Florrick suddenly looked as though Karlach had struck her, "My loyalties have always been true to Grand Duke Ravenguard. First to Ulder and now to Wyll. Please, listen to me, duchess, many of the patriars were hesitant at best of allowing the title of grand duke to be passed to someone touched, shall we say, by the hells."

"He broke that pact years ago."

"They were able to look past it due to the heroic actions that Wyll took to save this city but-"

"But what? Shacking up with another infernal didn't exactly help his image? I've heard enough." Karlach stood up to glare down at Florrick. "Show yourself out. I'm sure you know the way."

"Karlach, please listen to me!" was the last she heard before slamming the chamber door shut on her way out.

Karlach stormed down the hallway leading away from the sitting room. Only one other person was in the hallway: a house servant who bowed when Karlach approached. "Please don't do that," Karlach said in passing, only to suddenly stop when she felt the servant grab onto her arm with surprising insistence. Her head snapped toward the servant to see her staring back intently. Karlach didn't recognize the servant: thin-faced, mousey blonde hair, tunic and trousers sensible and understated. But there was something familiar in the set of her eyes.

When the servant spoke, her voice was quiet but firm: "Fight it."

"Who are-" Karlach didn't get the question out before a hammerstrike of pain struck her skull. Her head throbbed and her vision turned dark.


Karlach wiped the blood from her eyes that had sprayed from the excruciarch's neck when she cut it open. She opened her eyes in time to see the pale-skinned pain devil collapse, head almost but not entirely divorced from his neck.
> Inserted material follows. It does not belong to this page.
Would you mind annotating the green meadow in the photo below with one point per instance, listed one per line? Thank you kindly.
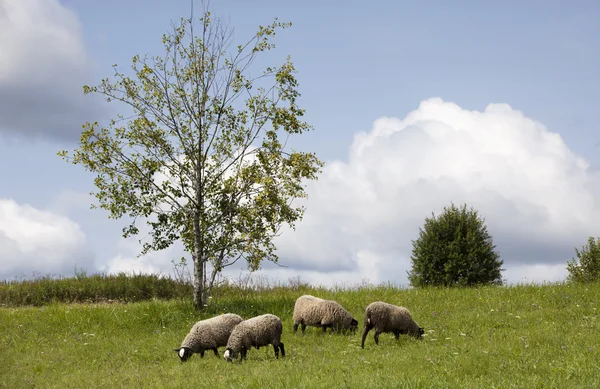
(524, 336)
She looked back and forth, feeling fresh confusion. This was one of Zariel's dungeons, certainly, somewhere beneath the battlements of the Bronze Citadel. She was here to find Raphane. Or hopefully, fail to find her because she had better still be on the material plane. So why did Karlach feel as if just moments ago she had been talking politics with an especially dour-faced Councillor Florrick? What the hell kind of thing was that to daydream about?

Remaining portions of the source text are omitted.